More tests were done with different power levels of the 600ex-rt and results as follows:

1/1 6300K
1/2 6500K
1/4 6600K
1/8 6600K


----------



## Jim Saunders (Sep 25, 2013)

Weird. I'll try mine, hang on a few minutes.

Jim


----------



## tpatana (Sep 25, 2013)

300 is easily noticeable when you compare side-by-side, but not so much if you just pick random photo and it's off that much. Also depends plenty on the photo.


----------



## Drizzt321 (Sep 25, 2013)

Probably has to do with the differences in power from partial to full.
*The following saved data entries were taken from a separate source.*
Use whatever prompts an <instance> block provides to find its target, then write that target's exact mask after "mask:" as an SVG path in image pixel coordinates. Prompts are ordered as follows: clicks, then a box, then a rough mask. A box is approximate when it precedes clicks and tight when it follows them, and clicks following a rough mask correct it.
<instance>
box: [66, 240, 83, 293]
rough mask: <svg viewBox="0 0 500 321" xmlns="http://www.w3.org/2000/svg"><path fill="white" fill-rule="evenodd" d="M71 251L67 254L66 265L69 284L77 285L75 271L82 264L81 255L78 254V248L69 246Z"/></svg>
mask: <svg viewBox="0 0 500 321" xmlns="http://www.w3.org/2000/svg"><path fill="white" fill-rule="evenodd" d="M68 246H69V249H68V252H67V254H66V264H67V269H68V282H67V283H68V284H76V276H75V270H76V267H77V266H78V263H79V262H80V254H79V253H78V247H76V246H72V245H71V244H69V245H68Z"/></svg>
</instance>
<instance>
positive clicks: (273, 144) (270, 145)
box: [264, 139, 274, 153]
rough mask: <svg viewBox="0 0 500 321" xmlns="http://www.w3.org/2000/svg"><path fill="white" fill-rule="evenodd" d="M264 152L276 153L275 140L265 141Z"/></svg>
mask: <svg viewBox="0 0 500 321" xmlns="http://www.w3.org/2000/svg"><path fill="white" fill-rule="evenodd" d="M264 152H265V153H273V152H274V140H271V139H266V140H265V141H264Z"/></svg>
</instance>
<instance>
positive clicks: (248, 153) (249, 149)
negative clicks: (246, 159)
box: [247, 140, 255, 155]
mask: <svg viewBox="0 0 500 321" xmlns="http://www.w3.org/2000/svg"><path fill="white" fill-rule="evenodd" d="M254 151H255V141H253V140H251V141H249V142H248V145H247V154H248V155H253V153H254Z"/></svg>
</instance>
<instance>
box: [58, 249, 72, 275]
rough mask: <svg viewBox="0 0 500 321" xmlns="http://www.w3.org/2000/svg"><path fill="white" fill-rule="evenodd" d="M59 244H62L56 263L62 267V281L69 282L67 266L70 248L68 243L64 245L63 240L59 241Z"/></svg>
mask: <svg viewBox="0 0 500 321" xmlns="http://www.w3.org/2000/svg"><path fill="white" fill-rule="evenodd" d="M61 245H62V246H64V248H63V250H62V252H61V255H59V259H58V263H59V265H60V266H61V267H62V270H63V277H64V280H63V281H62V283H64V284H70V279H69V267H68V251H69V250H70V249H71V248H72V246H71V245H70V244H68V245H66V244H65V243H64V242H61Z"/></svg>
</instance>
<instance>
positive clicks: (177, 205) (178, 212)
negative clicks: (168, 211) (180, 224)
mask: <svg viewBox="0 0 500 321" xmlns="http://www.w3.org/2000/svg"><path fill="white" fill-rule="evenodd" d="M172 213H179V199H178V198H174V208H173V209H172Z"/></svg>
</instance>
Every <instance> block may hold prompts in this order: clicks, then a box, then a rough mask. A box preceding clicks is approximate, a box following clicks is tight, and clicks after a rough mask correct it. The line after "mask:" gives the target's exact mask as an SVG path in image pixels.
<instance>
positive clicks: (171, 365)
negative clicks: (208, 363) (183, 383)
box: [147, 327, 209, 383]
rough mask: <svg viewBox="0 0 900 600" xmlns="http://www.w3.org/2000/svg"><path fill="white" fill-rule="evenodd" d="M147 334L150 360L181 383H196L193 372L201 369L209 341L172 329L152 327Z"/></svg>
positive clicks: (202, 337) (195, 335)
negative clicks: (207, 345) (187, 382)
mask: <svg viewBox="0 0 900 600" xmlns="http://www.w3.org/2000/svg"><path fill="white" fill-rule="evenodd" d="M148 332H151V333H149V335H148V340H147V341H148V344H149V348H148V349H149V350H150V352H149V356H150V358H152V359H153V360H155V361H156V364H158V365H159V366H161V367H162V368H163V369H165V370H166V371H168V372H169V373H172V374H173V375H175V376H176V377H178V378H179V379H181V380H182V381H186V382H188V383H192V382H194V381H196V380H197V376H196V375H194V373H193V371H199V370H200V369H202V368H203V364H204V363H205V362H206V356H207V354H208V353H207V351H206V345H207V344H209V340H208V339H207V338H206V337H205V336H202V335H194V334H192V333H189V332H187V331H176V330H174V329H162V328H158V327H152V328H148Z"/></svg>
Contact Canon and see if this is a normal deviation from spec, or if there's maybe a faulty capacitor or something that's causing it to not give quite enough power at full power to the flash tube.


----------



## Jim Saunders (Sep 25, 2013)

I shot my WhiBal card and got 5850, 5900 and 6100; That was each light on well-charged AAs and the same setup. 6300 seems a little high but as long as it is consistent then I don't think it is worth much trouble.

Jim


----------



## PhotoCat (Sep 25, 2013)

Jim Saunders said:


> I shot my WhiBal card and got 5850, 5900 and 6100; That was each light on well-charged AAs and the same setup. 6300 seems a little high but as long as it is consistent then I don't think it is worth much trouble.
> 
> Jim



Thanks Jim for helping out. I am guessing your 3 numbers are for power 1/1, 1/2 and 1/4 respectively.
The change in color temp is 250K from 1/1 to 1/4. Mine is 300K. 
Looks a little better than mine I guess. This tells me 600ex-rt's color temp does vary considerably with power level.
Also the absolute color temperature value does have manufacturing variations 
as much as a few hundred k's.

Just tried my old 580exii again just to compare:

1/1 6200
1/2 6300
1/4 6300
1/8 6300

Color temp on 580exii seems a lot tighter with respect to power.

Thanks to all who had replied!


----------



## Jim Saunders (Sep 25, 2013)

Those numbers are for each of my three lights fired in ETTL at a piece of paper on the wall, with white balance drawn from the white panel on my WhiBal card using the tool in LR5; I should have specified. If you want I can try each of them at different power settings.

Jim


----------



## PhotoCat (Sep 25, 2013)

Jim Saunders said:


> Those numbers are for each of my three lights fired in ETTL at a piece of paper on the wall, with white balance drawn from the white panel on my WhiBal card using the tool in LR5; I should have specified. If you want I can try each of them at different power settings.
> 
> Jim



oic... thanks Jim for all the help! I think I have a bigger problem than that now... 
My 600 is vy voltage sensitive with regard to recycling time. 
Freshly charged Eneloop AA batteries give a recycling time of 2.4S when an eneloop
charged just 2 days ago gives > 3.2S! I think this is unacceptable and I am going to exchange my 600ex-rt.
Probably the color temp thing is related.

Thanks all for helping out! John


----------